@qagent/cli

v0.4.0

Published

2 days ago

AI-driven end-to-end test runner: prose goals, an LLM drives the browser, and an LLM judge verifies the result.

Downloads

624

0High
0Medium
0Low

haukebr

QAgent

AI-driven end-to-end browser test runner. You write a goal in natural language; a driver LLM picks browser actions, Playwright drives the browser, and a separate LLM judge verifies the result.

Runs interactively for humans (live progress, ✓/✗ summary) or streams JSON events for AI agents like Claude Code (--reporter=ndjson).

Status: pre-1.0, experimental.
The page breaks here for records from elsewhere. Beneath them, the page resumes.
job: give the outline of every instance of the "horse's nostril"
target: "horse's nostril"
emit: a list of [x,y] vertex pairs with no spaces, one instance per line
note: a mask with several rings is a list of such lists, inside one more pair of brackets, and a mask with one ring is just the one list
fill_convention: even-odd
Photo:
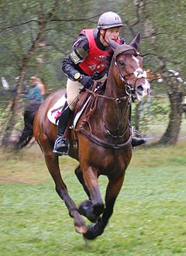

One inline goal per invocation; multi-goal specs and orchestration are not yet built. Cost scales with snapshot size, driver turns, and verifier calls — --max-turns (default 50) is currently the main spending knob.

Quick Start

Requirements:

Node.js 20 or newer.
An OpenRouter API key.
A Playwright Chromium browser install, or a reachable system Chrome.

npm install -g @qagent/cli
npx playwright install chromium

qagent config set apiKey sk-or-...
qagent config set model qwen/qwen3.5-flash-02-23
qagent "Open https://example.com and verify that the page heading exists"

Output:

▶ Open https://example.com and verify that the page heading exists

    1  navigate  https://example.com  2.6s
    2  done      "The page heading 'Example Domain' exists."  2.4s

✓ PASS — The final snapshot confirms the presence of the heading 'Example Domain'.
2 turns · 5.0s · $0.0001

Browser Install

QAgent does not download browsers during npm install. Install Chromium once on each machine or CI image:

npx playwright install chromium

On Linux CI images that are missing browser system libraries, run:

npx playwright install-deps chromium
npx playwright install chromium

If a run fails with a Playwright message like "Executable doesn't exist" or asks you to run playwright install, install Chromium with the commands above and retry. If your machine already has Google Chrome installed, QAgent tries that first and falls back to Playwright's bundled Chromium.

OpenRouter Setup

OpenRouter is currently the only supported LLM provider. QAgent uses one model for browser-driving actions and, by default, the same model as the LLM judge verifier.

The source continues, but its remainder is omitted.